- Interactive map of the Baldridge House area

General information
- Type: House
- Location: 5100 Crestline Road, Fort Worth, Texas, United States
- Coordinates: 32°44′25″N 97°23′51″W﻿ / ﻿32.74016°N 97.39747°W
- Construction started: 1910
- Completed: 1913
- Client: Earl Baldridge

Design and construction
- Architect: Sanguinet & Staats

= Baldridge House =

The Baldridge House is a historic three-story mansion in Fort Worth, Texas, U.S. It was built from 1910 to 1913 for Earl Baldridge, a cattleman and rancher who later became a banker, and his wife Florence. It was designed by Sanguinet & Staats. It was purchased by Paun Peters, the president of the Western Production Company, in 2007. It was listed for sale for $8 million in 2017.

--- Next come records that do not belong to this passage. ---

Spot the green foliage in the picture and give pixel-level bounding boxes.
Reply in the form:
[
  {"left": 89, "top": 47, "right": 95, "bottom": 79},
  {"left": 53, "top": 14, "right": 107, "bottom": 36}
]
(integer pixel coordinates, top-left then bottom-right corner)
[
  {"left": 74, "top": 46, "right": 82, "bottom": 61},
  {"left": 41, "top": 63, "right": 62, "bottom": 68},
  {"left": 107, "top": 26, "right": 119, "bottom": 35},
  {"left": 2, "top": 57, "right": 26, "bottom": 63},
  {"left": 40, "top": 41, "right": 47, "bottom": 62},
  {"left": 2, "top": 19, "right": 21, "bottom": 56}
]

The house has been listed as a Texas Historic Landmark by the Texas Historical Commission since 1978. Its historic marker reads

The Balridge House. This house was part of the original Chamberlain–Arlington Heights development of the 1890s. Earl and Florence Baldridge built this elegant residence in 1910–13. Designed by the architectural firm of Sanguinet & Staats, it was a showplace of the time. Massive limestone columns line the facade. Carved oak woodwork decorates the interior. The home was occupied for many years by W. C. Stonestreet, a prominent Fort Worth clothier. Recorded Texas Historic Landmark—1978.